The tower is Perpendicular in style. It has a west window, and a stair turret to the north. On the north, west and south sides are clock faces, and above them are three two-light bell openings. At the top of the tower is an embattled parapet with a low spirelet and a weathervane. Below the parapet are gargoyles and a quatrefoil frieze. The base of the tower is badly weather-beaten. The parishioners, however, have a more romanticised explanation, that the damage is due to people sharpening their weapons on it in ancient times.
There are three-light windows along both aisles, in the north and east walls of the chapel, and in the east and south walls of the chancel. All the north and south windows in the body of the church are straight-headed. There are doorways on both sides of the aisles, that on the south side being in the porch.
Inside the church are three-bay arcades in Transitional style, with circular piers, and capitals carved with volutes, foliage, and rams' heads. The two-bay arcade between the chancel and chapel is carried on octagonal piers. The nave, chancel, and chapel each has a double-hammerbeam roof. In the north wall of the nave is a re-set early Norman tympanum. The reredos, sedilia, piscina, pulpit, and font are all in a simple design by Street. The chandelier is by William Bradshaw, and is dated 1730. The floors are tiled throughout. Under the chapel arch is the stone effigy of a recumbent knight, dated by his armour to the 1330s. Also in the church is a bronze sundial plate dated 1718. This was removed from the churchyard in 1998 and re-set on a stoup. In the chapel and tower is stained glass of 1863–64 by Lobin et fils of Tours. Elsewhere are windows by Heaton, Butler and Bayne dating from between 1895 and 1910. The two-manual pipe organ was built in 1856 by Walker. It was rebuilt in 1894 by Charles Martin, and restored in 1956, again by Walker. There is a ring of eight bells. Six of these were cast between 1707 and 1767 by Rudhall of Gloucester, and the other two in 1812 by John Briant.
On the north wall are two memorial Rolls of Honour. The older is to men of the parish who served, including those who died, in World War I (called "the European War" on the roll) which bears the motto, Honour to those who helped to right the wrong and is designed surrounded with shields bearing flags of the British home nations and allied nations, and pictures showing battleships, a gun, tank, aircraft and soldiers in a trench. The page indicates it was printed at the Co-Operative Printing Works in Longsight, Manchester. The other is to members of No. 247 Squadron RAF, (known as the China-British Squadron) who died in World War II, during which the unit were stationed at RAF High Ercall. To the side of the list of names is a poem titled The China Brits.

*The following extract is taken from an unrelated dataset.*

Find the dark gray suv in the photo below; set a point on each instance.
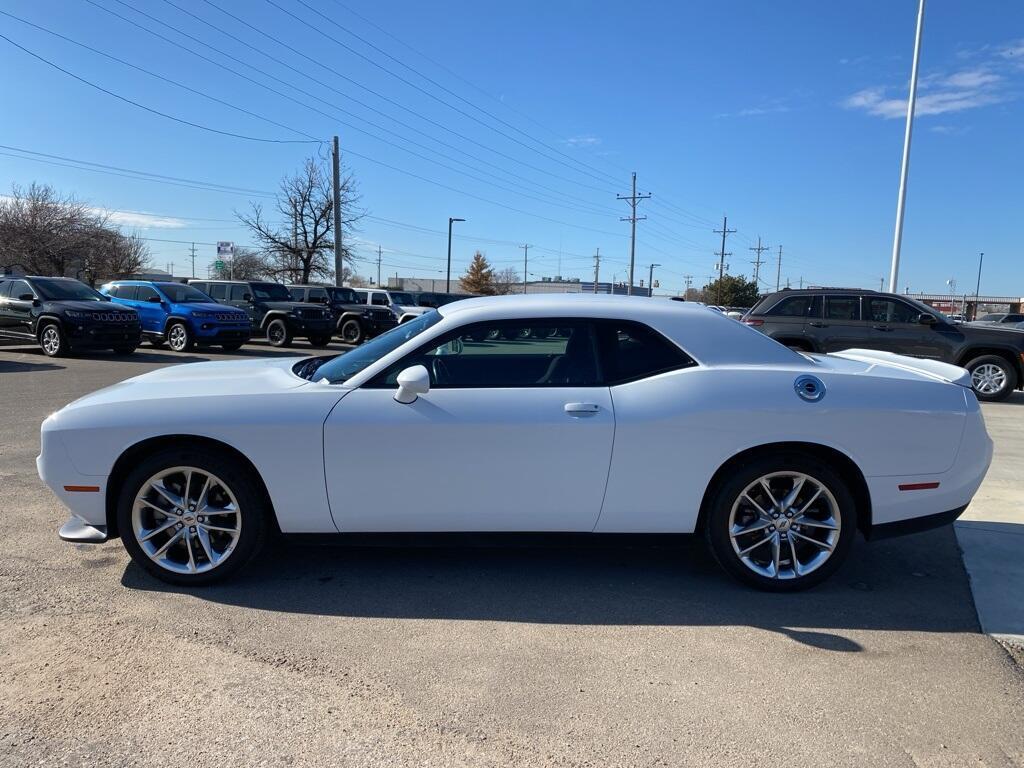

In the southern part of the churchyard are the remains of a churchyard cross dating from the early-medieval period. It consists of a truncated shaft, and a base that contains a vertical hollow. The cross is included in the Grade I listing of the church. It is also a scheduled monument. The boundary wall of the churchyard, constructed in sandstone, is listed at Grade II.